By Colin Louis | U.S.

All around the globe nationalism is on the rise. The ideas of right wing populism and nationalism are starting to grow into large movements all over the free world. People are beginning to shift to these ideas. The following five countries are turning nationalist.

5. The UK

Recently, the U.K has shown signs of shifting further to the nationalist right. The Brexit vote provided evidence that the UK is moving further towards nationalism and populism. Brexit clearly signals that nationalism and euroskepticism is on a significant rise in the U.K. The recent UKIP leadership election could help them continue this.

4. Ireland

Irish politics serves as a reminder that nationalism comes in different forms. In the case of Ireland, it’s left nationalism with much momentum. The concept of left nationalism is a form of socialism mixed with nationalism, not to be confused with National Socialism, which is a far more authoritarian belief.
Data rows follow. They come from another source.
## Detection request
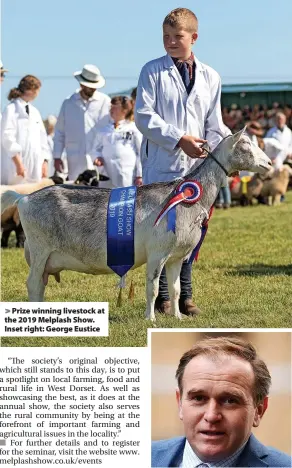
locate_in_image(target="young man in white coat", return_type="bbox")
[135,8,230,316]
[53,64,111,181]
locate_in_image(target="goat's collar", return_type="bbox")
[203,148,229,176]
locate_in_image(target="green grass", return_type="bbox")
[1,193,292,347]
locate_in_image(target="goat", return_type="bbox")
[1,128,271,320]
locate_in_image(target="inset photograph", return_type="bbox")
[151,330,291,467]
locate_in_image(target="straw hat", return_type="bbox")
[74,64,105,89]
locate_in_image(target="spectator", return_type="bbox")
[44,115,57,177]
[92,96,142,188]
[129,87,137,122]
[247,122,287,171]
[0,60,8,121]
[1,75,50,184]
[246,120,263,146]
[135,7,230,316]
[265,112,292,154]
[53,64,110,181]
[216,185,231,209]
[0,59,8,85]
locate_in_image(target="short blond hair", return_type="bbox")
[163,8,198,33]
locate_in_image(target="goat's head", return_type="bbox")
[217,128,272,175]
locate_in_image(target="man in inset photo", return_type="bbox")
[152,335,291,467]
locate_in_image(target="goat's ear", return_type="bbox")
[232,126,247,147]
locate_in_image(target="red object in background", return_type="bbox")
[230,176,241,191]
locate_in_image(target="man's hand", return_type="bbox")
[54,158,63,173]
[134,177,143,186]
[42,161,48,178]
[12,154,25,177]
[177,135,207,158]
[94,157,104,166]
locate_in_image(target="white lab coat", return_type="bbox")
[1,98,51,184]
[135,54,231,183]
[91,120,142,188]
[47,133,69,178]
[53,90,111,181]
[265,125,292,152]
[263,137,287,170]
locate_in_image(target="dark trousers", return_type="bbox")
[158,260,193,301]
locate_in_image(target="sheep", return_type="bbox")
[1,128,271,320]
[260,165,292,205]
[1,171,110,247]
[1,179,54,248]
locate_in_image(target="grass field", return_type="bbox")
[1,193,292,347]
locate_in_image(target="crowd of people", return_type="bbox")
[1,58,291,197]
[222,102,292,133]
[0,62,141,188]
[1,6,292,318]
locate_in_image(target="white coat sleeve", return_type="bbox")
[135,66,185,151]
[204,76,231,151]
[133,128,142,178]
[96,96,111,129]
[89,131,103,163]
[1,105,22,157]
[53,101,66,159]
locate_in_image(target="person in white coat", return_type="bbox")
[135,7,231,317]
[265,112,292,156]
[1,75,51,185]
[247,121,288,170]
[53,64,111,181]
[91,96,142,188]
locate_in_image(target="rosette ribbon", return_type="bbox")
[154,180,203,233]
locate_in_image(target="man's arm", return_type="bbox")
[1,105,25,176]
[53,102,66,160]
[135,65,185,152]
[135,65,205,156]
[132,128,142,184]
[204,75,231,151]
[96,95,111,128]
[39,113,51,177]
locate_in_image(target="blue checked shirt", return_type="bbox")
[180,439,248,468]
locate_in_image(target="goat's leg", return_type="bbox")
[165,259,183,320]
[26,251,50,302]
[145,258,166,321]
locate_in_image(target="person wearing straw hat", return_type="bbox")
[53,64,111,181]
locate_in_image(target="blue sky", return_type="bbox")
[1,0,291,118]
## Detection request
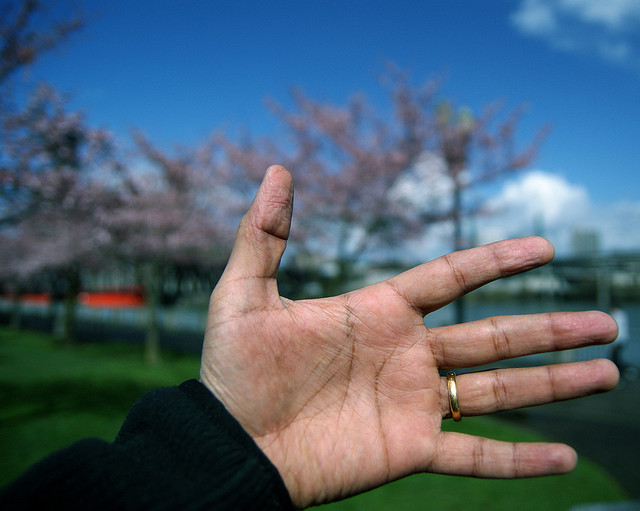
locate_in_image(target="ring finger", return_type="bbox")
[440,359,619,419]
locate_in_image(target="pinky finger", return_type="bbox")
[430,432,577,478]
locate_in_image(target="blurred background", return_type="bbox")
[1,1,639,509]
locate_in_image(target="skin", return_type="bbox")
[200,165,620,509]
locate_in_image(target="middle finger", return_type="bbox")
[430,310,618,369]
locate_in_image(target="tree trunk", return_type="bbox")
[452,182,466,325]
[9,286,24,330]
[54,268,80,345]
[143,261,162,365]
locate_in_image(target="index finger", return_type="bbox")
[387,237,554,316]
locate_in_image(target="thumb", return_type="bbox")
[219,165,293,301]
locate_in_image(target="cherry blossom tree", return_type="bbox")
[429,100,548,322]
[1,0,85,169]
[221,69,546,300]
[1,84,115,221]
[220,81,435,295]
[385,72,549,320]
[1,83,237,357]
[0,0,84,87]
[0,2,100,338]
[0,84,118,342]
[104,133,236,364]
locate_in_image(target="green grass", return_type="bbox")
[0,326,628,510]
[0,326,200,486]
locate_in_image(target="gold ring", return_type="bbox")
[447,372,461,422]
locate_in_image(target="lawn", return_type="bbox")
[0,326,627,510]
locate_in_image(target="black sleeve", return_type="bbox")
[0,379,294,511]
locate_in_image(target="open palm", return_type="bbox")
[200,166,618,508]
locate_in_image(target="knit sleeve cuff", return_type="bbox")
[113,379,294,510]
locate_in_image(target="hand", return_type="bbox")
[200,165,619,508]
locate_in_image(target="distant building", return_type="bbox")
[572,229,600,257]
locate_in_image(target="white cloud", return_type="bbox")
[395,169,640,262]
[560,0,640,30]
[388,152,455,211]
[487,170,589,227]
[511,0,558,36]
[597,40,632,64]
[510,0,640,71]
[477,170,640,256]
[478,171,589,254]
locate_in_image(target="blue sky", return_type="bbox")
[27,0,640,254]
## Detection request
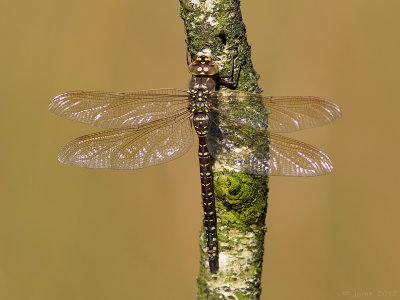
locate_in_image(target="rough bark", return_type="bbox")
[179,1,269,299]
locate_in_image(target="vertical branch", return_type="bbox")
[180,0,269,299]
[180,0,261,93]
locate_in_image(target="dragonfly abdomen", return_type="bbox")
[197,134,219,273]
[194,110,218,272]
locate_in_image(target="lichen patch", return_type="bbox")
[189,0,200,7]
[204,0,216,11]
[206,16,218,26]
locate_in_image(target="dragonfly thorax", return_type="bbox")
[189,89,212,113]
[188,76,217,91]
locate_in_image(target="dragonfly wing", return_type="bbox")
[267,133,333,176]
[207,117,333,176]
[58,113,193,169]
[49,88,189,129]
[214,90,341,132]
[213,90,269,129]
[263,96,342,132]
[207,115,270,175]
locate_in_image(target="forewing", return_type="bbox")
[58,114,193,169]
[213,90,269,129]
[49,88,189,129]
[215,90,341,133]
[208,117,333,176]
[263,96,342,132]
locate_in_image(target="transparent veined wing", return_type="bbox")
[267,133,333,176]
[207,119,270,175]
[207,117,333,176]
[214,90,342,133]
[58,112,193,169]
[263,96,341,133]
[49,88,189,129]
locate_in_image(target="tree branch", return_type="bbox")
[180,0,269,298]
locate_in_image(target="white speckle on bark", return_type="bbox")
[216,54,225,62]
[190,0,200,7]
[213,145,250,173]
[206,16,218,26]
[195,14,205,23]
[205,0,216,11]
[198,48,212,57]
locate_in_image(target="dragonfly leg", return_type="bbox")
[220,53,238,79]
[220,55,245,89]
[185,40,192,66]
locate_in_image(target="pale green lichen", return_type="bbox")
[206,16,218,26]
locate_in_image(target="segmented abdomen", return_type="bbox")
[194,113,219,273]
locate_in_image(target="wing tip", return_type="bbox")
[48,91,72,113]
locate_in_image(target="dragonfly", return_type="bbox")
[49,50,341,273]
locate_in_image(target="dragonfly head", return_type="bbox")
[189,51,219,76]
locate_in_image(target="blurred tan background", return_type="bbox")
[0,0,399,299]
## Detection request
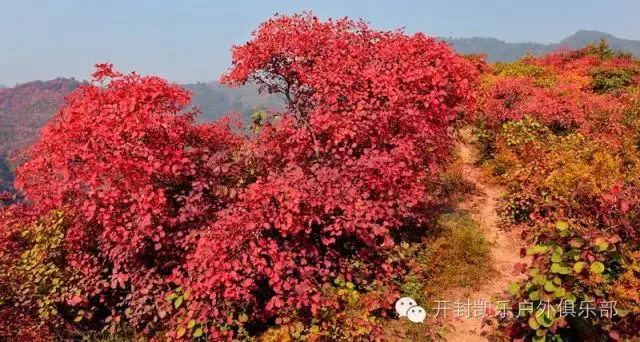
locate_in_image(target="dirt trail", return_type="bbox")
[443,142,530,341]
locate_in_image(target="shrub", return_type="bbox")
[476,44,640,340]
[0,13,478,340]
[591,67,638,94]
[2,64,250,339]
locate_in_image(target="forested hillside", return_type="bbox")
[0,78,81,194]
[0,157,12,194]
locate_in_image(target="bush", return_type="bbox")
[476,44,640,340]
[0,14,478,340]
[591,67,638,94]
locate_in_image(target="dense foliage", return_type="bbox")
[0,78,281,197]
[0,14,478,340]
[476,41,640,341]
[6,13,637,342]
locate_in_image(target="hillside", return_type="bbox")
[0,78,81,193]
[0,78,81,158]
[443,30,640,61]
[0,157,12,194]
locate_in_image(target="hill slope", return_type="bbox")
[443,30,640,61]
[0,78,82,193]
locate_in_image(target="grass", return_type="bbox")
[399,210,492,308]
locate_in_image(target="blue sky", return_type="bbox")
[1,0,639,85]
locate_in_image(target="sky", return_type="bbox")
[2,0,640,85]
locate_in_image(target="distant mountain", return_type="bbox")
[0,78,82,194]
[0,78,82,159]
[182,82,284,122]
[443,30,640,62]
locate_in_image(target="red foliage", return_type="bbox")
[477,43,640,340]
[11,67,247,335]
[479,47,632,143]
[178,13,477,338]
[1,14,478,340]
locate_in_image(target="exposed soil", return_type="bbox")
[441,142,530,341]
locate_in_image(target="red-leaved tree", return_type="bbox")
[175,13,478,339]
[7,64,249,337]
[1,14,478,340]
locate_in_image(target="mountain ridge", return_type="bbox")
[442,30,640,61]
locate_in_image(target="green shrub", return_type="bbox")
[591,67,638,94]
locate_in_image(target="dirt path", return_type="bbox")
[442,142,530,341]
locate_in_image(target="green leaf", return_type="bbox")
[536,309,554,328]
[554,287,566,298]
[525,281,535,292]
[527,245,548,255]
[573,262,585,273]
[529,290,540,301]
[193,328,203,337]
[177,327,186,338]
[529,268,540,277]
[590,261,605,274]
[239,313,248,322]
[173,295,184,309]
[555,220,569,231]
[544,281,555,292]
[187,320,196,329]
[509,282,520,296]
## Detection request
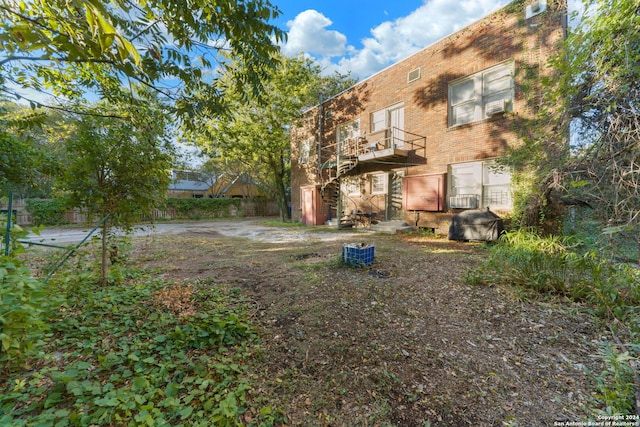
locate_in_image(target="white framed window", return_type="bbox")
[448,61,514,127]
[342,177,360,197]
[371,173,387,195]
[337,119,360,154]
[298,137,313,164]
[448,160,512,209]
[482,163,512,208]
[370,103,405,149]
[371,110,387,133]
[370,103,404,133]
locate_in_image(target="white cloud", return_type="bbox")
[281,0,512,79]
[280,10,352,58]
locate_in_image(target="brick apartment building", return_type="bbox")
[290,0,567,233]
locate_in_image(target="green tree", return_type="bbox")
[59,97,173,284]
[502,0,639,247]
[553,0,640,261]
[196,157,247,198]
[195,53,356,220]
[0,102,44,194]
[0,0,285,121]
[0,100,73,197]
[0,129,35,193]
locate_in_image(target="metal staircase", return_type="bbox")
[337,156,358,176]
[320,155,358,228]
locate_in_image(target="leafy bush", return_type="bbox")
[23,197,246,226]
[0,276,283,426]
[26,199,68,226]
[163,198,241,219]
[0,214,48,364]
[469,229,640,316]
[564,209,639,266]
[0,256,48,363]
[586,343,639,417]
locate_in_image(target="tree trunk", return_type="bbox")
[268,155,290,222]
[101,220,109,286]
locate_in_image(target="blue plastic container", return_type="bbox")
[341,243,375,267]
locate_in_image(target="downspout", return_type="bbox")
[317,94,323,178]
[318,95,331,221]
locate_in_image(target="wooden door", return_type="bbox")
[301,186,315,225]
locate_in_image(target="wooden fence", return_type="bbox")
[2,199,280,226]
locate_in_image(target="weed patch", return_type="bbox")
[4,224,610,425]
[469,229,640,416]
[0,276,283,426]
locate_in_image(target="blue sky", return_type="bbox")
[271,0,514,80]
[272,0,583,80]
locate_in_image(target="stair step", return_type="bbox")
[369,221,413,234]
Sinn Féin, led by Garry Adams, won around 14% of the vote in the recent 2016 election. Sinn Féin did very well compared to its past performance and that of other less nationalist parties. 14% might not sound like much, but the ruling party, Fine Gael, only received around 36% of the vote.

3. Germany

In the most recent German elections, the new nationalist party, Alternative Für Deutschland (AFD), won a considerable amount of seats in the German parliament. This sent a signal to incumbent Chancellor, Angela Merkel, that the German people are moving further from the European Union and her administration. Germany has always attempted to stray away from their Nazi history and refrain from nationalist movements. Although the election of AFD provides evidence that Germany is losing this mindset.

2. America

The recent election of Donald Trump as President of the United States signals a shift further towards his movement of American nationalism. The policies Trump promised he would put in place, such as protectionist trade deals with China, are designed to put America over the rest of the world. The movement Trump sparked now runs rampant through the Republican Party. The Republican Party didn’t necessarily hold these views until Trump nearly hijacked the party. His America first movement destroyed the Party establishment and put these ideas into action.

1. Netherlands

The one that may surprise people the most is the Netherlands. The once center left nation recently took a swing right in the 2017 elections when Garret Wilders and the Party for Freedom ran a hard anti Islam and European Union campaign. Wilders has come out in support of banning the Koran, even going as far as to compare the book to Mein Kampf. Wilder’s Party won enough seats to place them as the opposition party in the Dutch House of Representatives. Even parties that have never run a hard line anti- Islam campaign are shifting in support of more nationalist ideas. Prime Minister Mark Rutte put out an advertisement that stated, “act normal or leave.” Rutte later said that this wasn’t meant to attack ethnic groups, but instead people who did not share their values. This signals that Wilder’s nationalist movement has spread most everywhere in the Netherlands.